When I first attended a presentation on “The Internet of Things”, I was not very excited. It turned out to be nothing more than a glorified description of sensor networks. Though this phrase was first used in 1999 as reported in an article in RFID journal, it has been interpreted in many different ways by different people. Trying to find a way through that maze of descriptions is really difficult. However, after reading a lot about it and based on my own understanding of embedded systems, sensor networks and systems engineering, I would like to share what it means for a non-technical audience. I find it best to explain through examples. Take the case of a smart home. You can control the appliances in your home while driving your car as there is a communication network that links you up with them while you are driving. Your smartphone connects you to the internet where you can shop, play games together with your friends and download apps that make your phone more versatile.
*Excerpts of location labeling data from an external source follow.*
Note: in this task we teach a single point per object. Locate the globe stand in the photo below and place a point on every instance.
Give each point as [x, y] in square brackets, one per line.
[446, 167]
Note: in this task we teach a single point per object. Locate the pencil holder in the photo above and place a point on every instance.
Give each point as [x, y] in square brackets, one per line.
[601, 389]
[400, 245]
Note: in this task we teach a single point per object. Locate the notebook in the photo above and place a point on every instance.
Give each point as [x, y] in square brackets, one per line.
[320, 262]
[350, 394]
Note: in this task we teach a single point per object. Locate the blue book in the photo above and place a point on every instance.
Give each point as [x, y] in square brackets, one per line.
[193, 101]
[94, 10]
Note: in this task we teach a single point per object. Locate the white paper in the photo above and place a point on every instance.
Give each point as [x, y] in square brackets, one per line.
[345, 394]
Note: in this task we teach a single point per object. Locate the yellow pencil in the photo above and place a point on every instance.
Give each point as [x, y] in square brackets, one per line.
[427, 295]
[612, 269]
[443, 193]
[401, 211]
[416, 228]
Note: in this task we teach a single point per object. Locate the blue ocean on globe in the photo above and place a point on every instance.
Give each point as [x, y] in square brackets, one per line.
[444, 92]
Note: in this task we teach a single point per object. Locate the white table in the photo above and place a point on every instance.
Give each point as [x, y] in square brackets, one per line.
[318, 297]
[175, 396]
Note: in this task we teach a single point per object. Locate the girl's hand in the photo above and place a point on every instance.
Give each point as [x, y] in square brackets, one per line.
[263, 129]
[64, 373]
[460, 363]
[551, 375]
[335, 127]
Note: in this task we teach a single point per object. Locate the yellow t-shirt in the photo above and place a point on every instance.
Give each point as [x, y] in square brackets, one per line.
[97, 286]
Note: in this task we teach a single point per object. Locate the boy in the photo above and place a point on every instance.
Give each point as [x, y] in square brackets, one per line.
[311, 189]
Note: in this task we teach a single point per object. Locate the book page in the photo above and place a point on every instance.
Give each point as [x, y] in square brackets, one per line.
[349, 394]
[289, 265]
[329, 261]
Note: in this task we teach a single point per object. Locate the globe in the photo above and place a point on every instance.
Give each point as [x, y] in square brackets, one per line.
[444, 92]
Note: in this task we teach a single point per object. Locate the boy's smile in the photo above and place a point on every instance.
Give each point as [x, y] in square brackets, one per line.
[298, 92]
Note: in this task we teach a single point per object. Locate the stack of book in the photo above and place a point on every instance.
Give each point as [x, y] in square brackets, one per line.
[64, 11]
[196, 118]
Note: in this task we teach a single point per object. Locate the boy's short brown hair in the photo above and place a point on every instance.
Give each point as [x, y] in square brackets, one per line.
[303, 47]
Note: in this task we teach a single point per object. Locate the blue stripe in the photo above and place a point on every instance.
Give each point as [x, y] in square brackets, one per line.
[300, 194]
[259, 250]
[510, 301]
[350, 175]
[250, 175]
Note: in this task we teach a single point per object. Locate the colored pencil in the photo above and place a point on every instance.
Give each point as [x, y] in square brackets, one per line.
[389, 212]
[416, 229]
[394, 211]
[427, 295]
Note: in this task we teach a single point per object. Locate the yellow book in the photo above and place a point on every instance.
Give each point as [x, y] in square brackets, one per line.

It syncs with your email accounts and any sync enabled application, helps you make payments on the go (mobile banking), provide access to your data anywhere through cloud based tools like dropbox etc.. The GPS on your phone helps you find your way in a city by showing you on a city map that has been downloaded on to your phone using a wi-fi or similar data connection. You can drive almost safely even in a city new for you! These examples demonstrate an interaction between humans, electronic devices which may have sensors, mechanical devices and the traditional internet. By traditional internet I mean the internet which was seen initially  as just a repository of information and which has now grown to include processing engines like  those which facilitate “voice enabled search and SMS” on your smartphones, storage and compute space for cloud applications (like Amazon’s EC service) etc. Thus the “Internet of Things” is nothing but a network where human actions, electrical and mechanical devices and the internet come together to interact in a meaningful way. The scope of this interaction can be as varied and wide as possible depending on the intended result.